We are facing a moral test
We are facing the same kind of test. When the President of the United States, Donald J Trump reportedly called countries, and a whole continent “shit hole nations,” we are facing a moral clarity moment.
If we fail this test, much could be said about what once was the American creed. If we pass it, then we can claim to be the sons and daughters of those who during the civil rights era stood for the civil rights of African American and Mexican American citizens. (Less known is the Cesar Chavez led movement in the grape fields of California.)
Why does any of this matters? How bad can racism get? First, over the early part of the last century many African Americans were lynched in the South. Emmet Till died for looking at a white woman. That was not strange, nor the exception. Like Michael Brown fifty years later, his death sparked moral outrage and a movement. It was a moment that challenged the social order. It called people to take a moral stand
Racism can lead to genocide. We are seeing already the classification of people as less than due to national origins, or skin color. This is part of a process that can lead to the elimination of people.

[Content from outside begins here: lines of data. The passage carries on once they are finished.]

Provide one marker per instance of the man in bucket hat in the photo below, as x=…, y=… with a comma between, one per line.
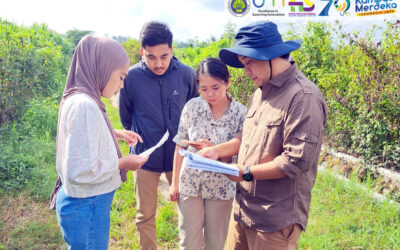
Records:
x=279, y=146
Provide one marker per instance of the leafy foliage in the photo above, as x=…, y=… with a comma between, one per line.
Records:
x=132, y=47
x=32, y=63
x=75, y=35
x=28, y=149
x=360, y=78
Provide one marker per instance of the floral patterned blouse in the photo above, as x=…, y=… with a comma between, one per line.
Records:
x=197, y=122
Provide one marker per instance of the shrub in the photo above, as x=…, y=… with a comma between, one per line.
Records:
x=33, y=62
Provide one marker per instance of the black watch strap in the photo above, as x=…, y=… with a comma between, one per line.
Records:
x=247, y=175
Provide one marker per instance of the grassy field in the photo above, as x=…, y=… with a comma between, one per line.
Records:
x=342, y=216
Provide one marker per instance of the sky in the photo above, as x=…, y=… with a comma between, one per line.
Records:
x=188, y=19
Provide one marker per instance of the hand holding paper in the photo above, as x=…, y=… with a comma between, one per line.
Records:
x=197, y=162
x=159, y=144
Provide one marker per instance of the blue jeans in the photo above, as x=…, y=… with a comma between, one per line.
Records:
x=84, y=222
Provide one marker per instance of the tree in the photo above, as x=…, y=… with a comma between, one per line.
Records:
x=74, y=36
x=229, y=33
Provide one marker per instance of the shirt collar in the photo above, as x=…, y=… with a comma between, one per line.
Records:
x=282, y=78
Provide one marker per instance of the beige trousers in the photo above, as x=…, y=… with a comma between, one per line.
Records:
x=201, y=219
x=241, y=237
x=146, y=191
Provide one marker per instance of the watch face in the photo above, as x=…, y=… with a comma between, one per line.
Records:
x=247, y=177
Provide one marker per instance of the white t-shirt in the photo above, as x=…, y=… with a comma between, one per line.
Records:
x=87, y=160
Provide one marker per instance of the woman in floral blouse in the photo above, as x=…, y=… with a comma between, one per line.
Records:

When the president says that a group lives in huts, and another has AIDS that is what he is doing when he seems shocked to learn that not everybody in Welfare is black, that is what he is doing. Alarms should be going off right about now.

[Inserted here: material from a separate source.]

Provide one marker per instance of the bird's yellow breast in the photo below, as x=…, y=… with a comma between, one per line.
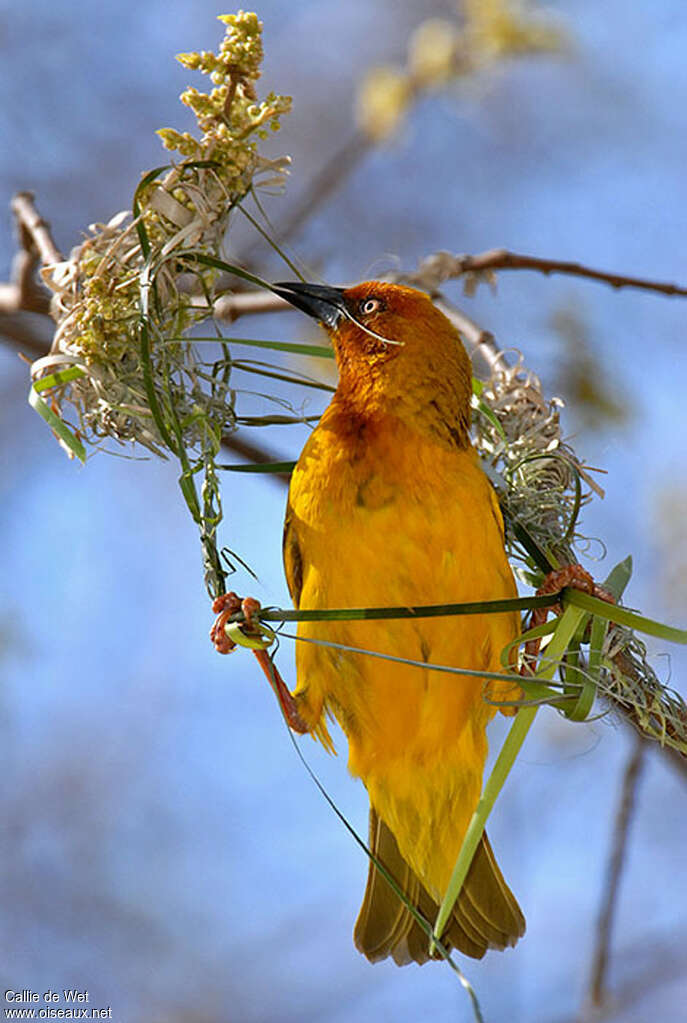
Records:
x=380, y=516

We are already seeing an increase in hate crimes. According to the Federal Bureau of Investigation Unified Crime Reporting data:
Of the 6,121 criminal incidents reported, 6,063 were single-bias incidents (there were also 58 multiple-bias incidents). Of the single-bias incidents:
* 57.5 percent were motivated by a race, ethnicity or ancestry bias;
* 21.0 percent were motivated by a religious bias;
* 17.7 percent were motivated by a sexual orientation bias;
* The remaining incidents were motivated by a gender identity, disability, or gender bias.
This leads to the next question. Why does the Department of Justice refuse to call white supremacy terrorism? They seem to meet the definition. Dylan Roof’s objective was to start a race war. Yet, he was charged with a hate crime, not terrorism. The term is defined as follows:
Terrorism is the unlawful use of violence and intimidation, especially against civilians, in the pursuit of political aims.
Most attacks by white supremacists against minorities have a goal. This is to create a white, separate, ethnic state. At times is to create an Apartheid system. These are political goals. Since this presidency started, we have not just seen an uptick in attacks, but open support of white supremacists. Both Richard Spencer and David Duke applaud the actions of the administration as fulfilling their goals
When Senator Lindsey Graham stood up to the president, he showed moral clarity. The same goes for Dick Durbin. When Jeff Flake called the president on his attacks on the free press he is also calling the rest of us to show that moral clarity.
It is moments like this that test us. Not just in what values we proclaim to follow, but in fact what is the moral makeup of our nation.